The first thing to do when investigating which real estate market to invest in is to review overall property trends. To do so, we have gathered here some advice that will guide you through the previous research to invest in a foreign market.
Check out the taxes and demography
When searching for a place to make a long-distance investment, you should look at countries, states and cities without income tax or with low sales taxes, and even cities with tax incentives to real estate investors. That’s a way to reduce your fixed costs.
Another thing to have in mind is the area’s demography. You can invest in a metropolis or an area an hour away from a big city. Make sure the city has population and labor growth. To do so, you can use census information about population, economic and employment growth, as well as check on information such as household income and amount of renters versus the number of owners. This way you can divide the different areas according to their target, which will help you decide where to invest and in which type of property according to your capital and the conditions of the place.

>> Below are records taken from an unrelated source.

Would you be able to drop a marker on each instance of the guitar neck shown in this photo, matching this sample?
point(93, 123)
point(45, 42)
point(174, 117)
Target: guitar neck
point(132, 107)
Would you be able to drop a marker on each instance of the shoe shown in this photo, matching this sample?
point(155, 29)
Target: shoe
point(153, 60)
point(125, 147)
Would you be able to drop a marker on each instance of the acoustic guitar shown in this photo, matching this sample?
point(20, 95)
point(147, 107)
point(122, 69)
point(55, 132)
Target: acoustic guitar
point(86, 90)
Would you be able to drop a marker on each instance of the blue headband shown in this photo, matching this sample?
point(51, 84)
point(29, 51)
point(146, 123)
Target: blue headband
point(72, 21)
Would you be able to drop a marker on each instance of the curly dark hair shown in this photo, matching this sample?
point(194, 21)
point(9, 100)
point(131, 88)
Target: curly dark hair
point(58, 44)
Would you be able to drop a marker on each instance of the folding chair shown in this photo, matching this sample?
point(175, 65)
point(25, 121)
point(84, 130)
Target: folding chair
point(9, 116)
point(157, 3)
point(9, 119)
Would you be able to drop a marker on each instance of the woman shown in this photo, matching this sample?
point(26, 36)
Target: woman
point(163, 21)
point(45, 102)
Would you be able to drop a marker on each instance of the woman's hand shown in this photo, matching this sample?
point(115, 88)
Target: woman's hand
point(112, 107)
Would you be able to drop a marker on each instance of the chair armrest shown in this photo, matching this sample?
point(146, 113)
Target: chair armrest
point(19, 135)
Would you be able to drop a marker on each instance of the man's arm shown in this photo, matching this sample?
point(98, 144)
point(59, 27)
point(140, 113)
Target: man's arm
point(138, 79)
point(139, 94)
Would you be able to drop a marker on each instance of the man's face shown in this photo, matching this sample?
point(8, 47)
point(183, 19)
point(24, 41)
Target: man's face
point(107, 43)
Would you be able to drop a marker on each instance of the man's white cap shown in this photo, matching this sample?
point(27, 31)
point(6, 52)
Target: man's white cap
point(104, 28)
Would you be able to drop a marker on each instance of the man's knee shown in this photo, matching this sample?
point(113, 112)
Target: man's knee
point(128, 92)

Work with local real estate agents
Once you have chosen a city, the best thing you can do is work with a local real estate agent because they understand that particular market better than anyone. For example, property values may vary from one block to the other, which might cost you a lot. These agents have a strong sense of the local economy and will keep you updated on any activity or changes that may affect housing prices, and they can also manage the property and find tenants for you, two very important details if you are investing from a long distance.

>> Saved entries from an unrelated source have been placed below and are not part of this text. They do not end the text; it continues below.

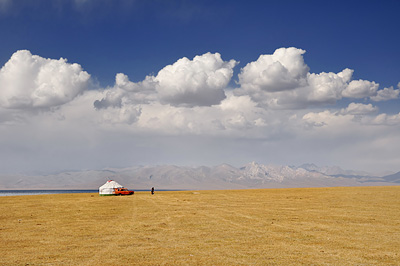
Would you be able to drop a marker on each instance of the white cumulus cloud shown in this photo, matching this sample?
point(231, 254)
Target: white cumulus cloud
point(31, 81)
point(359, 109)
point(197, 82)
point(360, 89)
point(283, 70)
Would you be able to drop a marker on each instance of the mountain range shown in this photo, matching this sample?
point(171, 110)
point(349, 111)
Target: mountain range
point(224, 176)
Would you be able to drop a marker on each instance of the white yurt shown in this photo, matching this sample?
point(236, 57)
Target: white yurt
point(108, 188)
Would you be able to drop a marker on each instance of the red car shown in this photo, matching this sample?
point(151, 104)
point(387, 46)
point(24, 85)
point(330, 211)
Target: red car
point(123, 191)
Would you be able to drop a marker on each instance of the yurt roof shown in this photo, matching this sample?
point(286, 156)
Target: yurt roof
point(111, 184)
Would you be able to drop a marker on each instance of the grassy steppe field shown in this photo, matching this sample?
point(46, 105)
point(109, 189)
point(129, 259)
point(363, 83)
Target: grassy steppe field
point(319, 226)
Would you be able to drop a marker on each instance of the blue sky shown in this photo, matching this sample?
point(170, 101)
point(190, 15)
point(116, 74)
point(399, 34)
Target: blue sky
point(140, 38)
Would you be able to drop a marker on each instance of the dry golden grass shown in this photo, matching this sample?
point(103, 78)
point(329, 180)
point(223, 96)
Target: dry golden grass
point(319, 226)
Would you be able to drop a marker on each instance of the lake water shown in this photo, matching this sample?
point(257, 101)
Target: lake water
point(60, 191)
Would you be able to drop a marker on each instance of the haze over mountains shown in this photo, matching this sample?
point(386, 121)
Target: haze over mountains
point(224, 176)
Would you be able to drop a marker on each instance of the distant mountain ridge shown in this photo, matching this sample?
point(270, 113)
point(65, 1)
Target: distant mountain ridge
point(224, 176)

Review the real estate market trends
Some trends are local, and as an investor, you need to know them. One of these trends might be the rise in apartment rental buildings instead of condominium buildings because millennials prefer to rent. But if you want to invest in a residential area, perhaps a condominium or a small family house will be a better choice.
There is also the trend of short-term vacation rentals, thanks to many new apps and platforms that allow owners to rent their properties per day. In this case, you should review the tourism in the area and the touristic seasons to make sure the place will be rented.
Decide on how much rental income you will need
As an investor, you need to make sure the future rental income can support the price you will pay for a property. That income has to be enough to pay the debt for the property, its maintenance and cover its taxes. As a general rule, the property’s price should be about a hundred times the rent cost.
Now you have a general outlook of the important things you need to check before investing in another location, you will be are able to specify in which city is best for you to invest. We assure you that the results are much more favorable when you make investments like these.